Scam call reduction is not generally the purpose of most data privacy apps or services, but reducing the publicly available data that scammers access can have the side effect of reducing scam-likely calls as well.
“One thing that we tried to do at Kanary is identify the data sources that spammers use and then remove the data from there,” said Rachel Vrabec, founder and CEO of Kanary, a data privacy service. By removing their phone numbers and other personal information from public sources, customers are made less searchable. Being less searchable then makes it harder for robocalling scammers to identify live numbers to call, Vrabrec said.
“When you look at the supply chain of these phone numbers and how they end up in spammers’ arsenals to use, you don’t want to be like the first number on all their lists,” Vrabec added. “The goal is to help you keep your phone number more private.”
The Future of Spam Call Detection
Complicating the use of data to identify spam calls is the current nature of the telephony landscape. There are so many databases of call information being collected by different groups — the voice service providers, device companies, third-party apps, states and even countries (think the National Do Not Call Registry) — all with slightly different systems of spam detection.
“Everybody’s doing it their own way and thinks that they have the better mousetrap,” Podolak said.
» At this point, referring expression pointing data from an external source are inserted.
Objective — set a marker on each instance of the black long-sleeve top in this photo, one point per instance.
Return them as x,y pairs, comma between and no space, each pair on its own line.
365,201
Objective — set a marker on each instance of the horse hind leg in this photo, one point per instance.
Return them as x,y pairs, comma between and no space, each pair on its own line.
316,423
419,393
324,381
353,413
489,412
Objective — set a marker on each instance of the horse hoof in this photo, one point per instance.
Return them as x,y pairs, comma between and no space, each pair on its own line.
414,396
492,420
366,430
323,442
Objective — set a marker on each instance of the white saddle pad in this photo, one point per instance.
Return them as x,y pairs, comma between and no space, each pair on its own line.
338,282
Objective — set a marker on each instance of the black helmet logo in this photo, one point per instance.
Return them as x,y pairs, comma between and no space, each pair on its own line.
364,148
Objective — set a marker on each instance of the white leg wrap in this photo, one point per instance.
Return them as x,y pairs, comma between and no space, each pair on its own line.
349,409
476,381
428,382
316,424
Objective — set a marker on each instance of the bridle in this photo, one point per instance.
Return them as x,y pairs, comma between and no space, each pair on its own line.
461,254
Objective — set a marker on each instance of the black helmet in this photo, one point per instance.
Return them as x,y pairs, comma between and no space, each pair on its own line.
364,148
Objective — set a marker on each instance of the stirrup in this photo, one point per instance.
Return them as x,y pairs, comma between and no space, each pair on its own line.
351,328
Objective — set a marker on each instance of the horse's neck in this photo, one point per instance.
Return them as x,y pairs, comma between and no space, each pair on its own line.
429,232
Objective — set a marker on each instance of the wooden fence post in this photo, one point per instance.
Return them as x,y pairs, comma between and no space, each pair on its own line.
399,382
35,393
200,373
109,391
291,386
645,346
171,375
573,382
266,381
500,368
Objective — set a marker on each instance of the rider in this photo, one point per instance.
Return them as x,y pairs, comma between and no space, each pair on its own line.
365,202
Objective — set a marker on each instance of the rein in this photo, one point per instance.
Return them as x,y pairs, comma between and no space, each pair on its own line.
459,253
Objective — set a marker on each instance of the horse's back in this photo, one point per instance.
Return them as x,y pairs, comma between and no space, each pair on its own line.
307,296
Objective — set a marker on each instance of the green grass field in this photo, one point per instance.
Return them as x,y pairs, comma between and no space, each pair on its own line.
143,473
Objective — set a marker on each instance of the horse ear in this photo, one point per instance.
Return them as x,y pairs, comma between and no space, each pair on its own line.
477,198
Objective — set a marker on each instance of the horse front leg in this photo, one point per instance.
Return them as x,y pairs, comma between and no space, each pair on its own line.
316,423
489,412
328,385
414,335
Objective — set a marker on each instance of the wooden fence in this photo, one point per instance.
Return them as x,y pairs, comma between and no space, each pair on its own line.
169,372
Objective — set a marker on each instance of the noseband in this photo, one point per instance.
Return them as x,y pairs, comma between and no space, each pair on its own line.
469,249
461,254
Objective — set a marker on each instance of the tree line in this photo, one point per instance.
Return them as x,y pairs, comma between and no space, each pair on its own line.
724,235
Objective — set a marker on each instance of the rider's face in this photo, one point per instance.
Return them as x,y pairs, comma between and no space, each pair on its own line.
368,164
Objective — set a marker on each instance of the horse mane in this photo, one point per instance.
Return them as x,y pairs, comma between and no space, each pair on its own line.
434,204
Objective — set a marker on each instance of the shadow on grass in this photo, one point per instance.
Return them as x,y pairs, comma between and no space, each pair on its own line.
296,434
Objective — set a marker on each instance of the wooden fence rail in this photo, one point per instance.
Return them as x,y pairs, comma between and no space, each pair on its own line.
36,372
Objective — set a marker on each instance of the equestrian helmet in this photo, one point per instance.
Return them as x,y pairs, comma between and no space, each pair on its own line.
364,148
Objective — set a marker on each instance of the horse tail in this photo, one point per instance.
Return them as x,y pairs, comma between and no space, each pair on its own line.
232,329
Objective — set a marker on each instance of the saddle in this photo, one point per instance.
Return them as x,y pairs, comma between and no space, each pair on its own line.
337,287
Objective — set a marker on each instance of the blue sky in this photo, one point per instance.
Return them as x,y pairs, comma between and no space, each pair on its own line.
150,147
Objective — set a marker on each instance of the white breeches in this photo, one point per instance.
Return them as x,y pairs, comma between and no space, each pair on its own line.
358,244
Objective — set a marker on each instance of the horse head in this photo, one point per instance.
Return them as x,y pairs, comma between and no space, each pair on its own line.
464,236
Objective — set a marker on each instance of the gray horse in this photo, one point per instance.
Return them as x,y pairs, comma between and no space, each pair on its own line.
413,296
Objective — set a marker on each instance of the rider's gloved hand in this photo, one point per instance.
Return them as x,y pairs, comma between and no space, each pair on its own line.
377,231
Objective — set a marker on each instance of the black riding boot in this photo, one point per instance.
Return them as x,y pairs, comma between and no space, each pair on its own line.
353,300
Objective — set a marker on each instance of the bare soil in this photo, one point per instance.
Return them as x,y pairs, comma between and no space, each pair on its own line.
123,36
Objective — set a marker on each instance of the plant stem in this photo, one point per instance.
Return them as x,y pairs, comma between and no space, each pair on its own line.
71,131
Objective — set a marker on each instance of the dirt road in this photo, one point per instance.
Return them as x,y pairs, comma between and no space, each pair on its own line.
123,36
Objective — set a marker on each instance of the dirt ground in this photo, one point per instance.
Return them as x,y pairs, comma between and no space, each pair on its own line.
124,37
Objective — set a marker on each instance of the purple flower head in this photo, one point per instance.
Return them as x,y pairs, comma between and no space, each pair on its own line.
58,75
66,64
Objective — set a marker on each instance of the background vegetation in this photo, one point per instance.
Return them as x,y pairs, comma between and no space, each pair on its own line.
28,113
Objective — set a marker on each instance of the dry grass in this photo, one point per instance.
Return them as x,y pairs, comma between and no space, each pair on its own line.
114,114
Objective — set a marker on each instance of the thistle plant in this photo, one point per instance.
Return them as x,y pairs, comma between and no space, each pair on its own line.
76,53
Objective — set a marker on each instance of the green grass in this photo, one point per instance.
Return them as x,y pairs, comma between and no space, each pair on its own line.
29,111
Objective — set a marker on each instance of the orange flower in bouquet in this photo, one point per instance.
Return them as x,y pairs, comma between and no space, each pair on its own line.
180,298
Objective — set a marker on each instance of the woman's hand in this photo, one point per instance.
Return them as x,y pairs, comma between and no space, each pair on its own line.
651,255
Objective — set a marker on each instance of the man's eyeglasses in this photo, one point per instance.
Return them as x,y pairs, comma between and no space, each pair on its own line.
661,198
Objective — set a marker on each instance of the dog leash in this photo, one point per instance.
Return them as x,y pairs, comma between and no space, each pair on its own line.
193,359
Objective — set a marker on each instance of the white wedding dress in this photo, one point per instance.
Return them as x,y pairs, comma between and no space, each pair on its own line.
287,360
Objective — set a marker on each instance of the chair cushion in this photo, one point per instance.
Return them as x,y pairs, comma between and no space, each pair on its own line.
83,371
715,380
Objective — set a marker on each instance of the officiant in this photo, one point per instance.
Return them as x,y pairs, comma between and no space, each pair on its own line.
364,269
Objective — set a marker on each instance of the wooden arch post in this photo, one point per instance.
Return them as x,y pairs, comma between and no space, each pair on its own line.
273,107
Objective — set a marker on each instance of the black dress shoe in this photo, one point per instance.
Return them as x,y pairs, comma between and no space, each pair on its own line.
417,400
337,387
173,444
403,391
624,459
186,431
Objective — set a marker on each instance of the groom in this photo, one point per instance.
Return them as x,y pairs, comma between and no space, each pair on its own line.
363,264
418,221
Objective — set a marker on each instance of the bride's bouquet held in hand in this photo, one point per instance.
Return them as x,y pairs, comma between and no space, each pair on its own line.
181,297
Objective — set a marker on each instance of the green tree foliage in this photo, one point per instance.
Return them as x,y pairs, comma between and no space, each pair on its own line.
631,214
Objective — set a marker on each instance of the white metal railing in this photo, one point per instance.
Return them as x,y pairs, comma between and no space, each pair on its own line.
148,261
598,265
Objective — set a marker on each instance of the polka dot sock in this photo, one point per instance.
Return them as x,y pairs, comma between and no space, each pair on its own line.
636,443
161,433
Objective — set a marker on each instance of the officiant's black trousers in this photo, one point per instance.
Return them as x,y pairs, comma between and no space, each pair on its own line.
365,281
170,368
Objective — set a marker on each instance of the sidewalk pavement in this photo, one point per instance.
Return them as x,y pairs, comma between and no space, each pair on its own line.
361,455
While there are some public registries of information on numbers, most of the carrier- or device-level registries do not interact. Both Khan and Podolak said that would have to change for bigger advances to be made in the use of machine learning against spam calls.
“The data has to be centralized somewhere, in my opinion, for it to be successful.”
“The data has to be centralized somewhere, in my opinion, for it to be successful,” said Podolak. “Otherwise, you’re going to have what you have right now, which is this fractured environment.” If he wanted to get his number registered as legitimate to make sure it doesn’t show up as “spam likely,” he said, he would have to go to about a dozen different groups to do so at the moment.
Khan believes such a combined registry could not be done by a conventional carrier or device company. Instead, ownership of such a centralized registry would have to fall on a body like the Federal Communications Commission. Barring that, he noted that “there are already initiatives and for-profit ventures who are very interested in standardizing this.”
It would be possible for spam detection efforts using machine learning to be more accurate, he added, but it would take cooperation across the fragmented landscape.
“The companies and private entities need to be able to talk to each other to share that data and enforce that standard,” Khan said.
Maybe if that happened, we’d all get fewer mysterious calls about our extended warranty.